Ганс мог бы напомнить, что вермахт подмял под себя Эстонию, Латвию, Литву, Белоруссию и Украину, взял Одессу, Киев, Минск и другие большие города, окружил, зажал петлей голода Ленинград и подошел к Москве, но осмелился только заметить:

— Позвольте, но ваши редкие вылазки нельзя назвать войной. Это не боевые операции, а скорее всего… — Тут он замялся, пытаясь подобрать менее обидное выражение.

Паузу нарушил Юрка, его спаситель:

— Как хочешь, так и называй наши действия, мы не обидчивые. А с позиций наших не сойдем. До самой нашей победы не сойдем.

Они не сойдут со своих позиций… Странно, очень странно… Лично он, Ганс Штальберг, пожалуй, не смог бы жить под вечным страхом смерти да еще так непоколебимо верить в свою победу.

За одно это русские достойны уважения.
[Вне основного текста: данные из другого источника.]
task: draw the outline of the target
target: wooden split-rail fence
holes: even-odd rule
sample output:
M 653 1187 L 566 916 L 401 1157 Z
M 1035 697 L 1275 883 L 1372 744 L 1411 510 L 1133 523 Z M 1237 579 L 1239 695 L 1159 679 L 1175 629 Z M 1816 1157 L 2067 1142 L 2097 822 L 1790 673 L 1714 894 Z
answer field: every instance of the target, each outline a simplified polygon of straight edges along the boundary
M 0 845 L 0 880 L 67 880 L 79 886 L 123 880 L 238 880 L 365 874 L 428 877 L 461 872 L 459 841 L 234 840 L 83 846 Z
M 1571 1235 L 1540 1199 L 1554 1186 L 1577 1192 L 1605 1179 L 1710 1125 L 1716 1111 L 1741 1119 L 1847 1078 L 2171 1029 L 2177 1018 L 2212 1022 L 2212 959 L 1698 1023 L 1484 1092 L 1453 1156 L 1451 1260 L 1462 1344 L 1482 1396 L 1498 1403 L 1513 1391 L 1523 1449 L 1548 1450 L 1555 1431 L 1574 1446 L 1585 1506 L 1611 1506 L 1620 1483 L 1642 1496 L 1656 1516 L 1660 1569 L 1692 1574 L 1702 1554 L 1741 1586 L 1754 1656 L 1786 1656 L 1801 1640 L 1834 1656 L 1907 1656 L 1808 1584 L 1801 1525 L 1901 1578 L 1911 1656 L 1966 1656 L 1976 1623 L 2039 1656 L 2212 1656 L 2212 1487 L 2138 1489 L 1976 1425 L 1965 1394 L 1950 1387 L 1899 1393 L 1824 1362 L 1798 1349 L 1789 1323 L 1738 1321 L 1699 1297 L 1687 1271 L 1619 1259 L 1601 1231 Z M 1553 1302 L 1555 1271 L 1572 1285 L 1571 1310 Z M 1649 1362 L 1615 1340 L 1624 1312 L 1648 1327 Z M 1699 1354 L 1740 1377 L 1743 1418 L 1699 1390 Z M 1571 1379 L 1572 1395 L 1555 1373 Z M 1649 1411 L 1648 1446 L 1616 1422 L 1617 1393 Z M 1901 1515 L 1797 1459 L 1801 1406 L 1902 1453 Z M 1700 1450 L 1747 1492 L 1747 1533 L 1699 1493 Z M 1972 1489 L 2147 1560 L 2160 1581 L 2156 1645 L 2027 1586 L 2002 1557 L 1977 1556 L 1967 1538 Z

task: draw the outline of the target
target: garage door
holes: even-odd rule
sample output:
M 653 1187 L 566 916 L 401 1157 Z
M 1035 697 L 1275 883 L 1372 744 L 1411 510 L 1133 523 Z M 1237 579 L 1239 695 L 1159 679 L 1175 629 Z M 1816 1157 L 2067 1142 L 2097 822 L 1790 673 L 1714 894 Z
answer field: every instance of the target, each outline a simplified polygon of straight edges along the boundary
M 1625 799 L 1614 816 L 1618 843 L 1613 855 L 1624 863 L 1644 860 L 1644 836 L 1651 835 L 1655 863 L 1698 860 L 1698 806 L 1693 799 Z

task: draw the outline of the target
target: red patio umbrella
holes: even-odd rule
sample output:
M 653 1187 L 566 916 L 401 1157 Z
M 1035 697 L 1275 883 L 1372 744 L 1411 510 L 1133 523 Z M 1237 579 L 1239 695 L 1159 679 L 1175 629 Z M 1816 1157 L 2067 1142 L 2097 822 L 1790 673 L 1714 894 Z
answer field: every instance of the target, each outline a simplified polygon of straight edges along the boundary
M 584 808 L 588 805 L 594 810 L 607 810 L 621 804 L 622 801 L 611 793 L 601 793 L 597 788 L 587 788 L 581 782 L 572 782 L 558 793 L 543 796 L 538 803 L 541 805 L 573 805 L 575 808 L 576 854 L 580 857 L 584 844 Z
Как нация достойны.

К этому выводу Ганс шел долго, по нескольку раз пережевывая то, что слышал от отца, что увидел и пережил сам.

Самое странное и непонятное за дни пребывания в плену было то, что Пауль вдруг настолько сблизился с русским мальчиком Петером, что добровольно вызвался сначала помогать ему по хозяйству (колол дрова, носил и растапливал снег), а потом даже ушел с ним подключать приемник к линии, сказав:

— Я — связист, ефрейтор.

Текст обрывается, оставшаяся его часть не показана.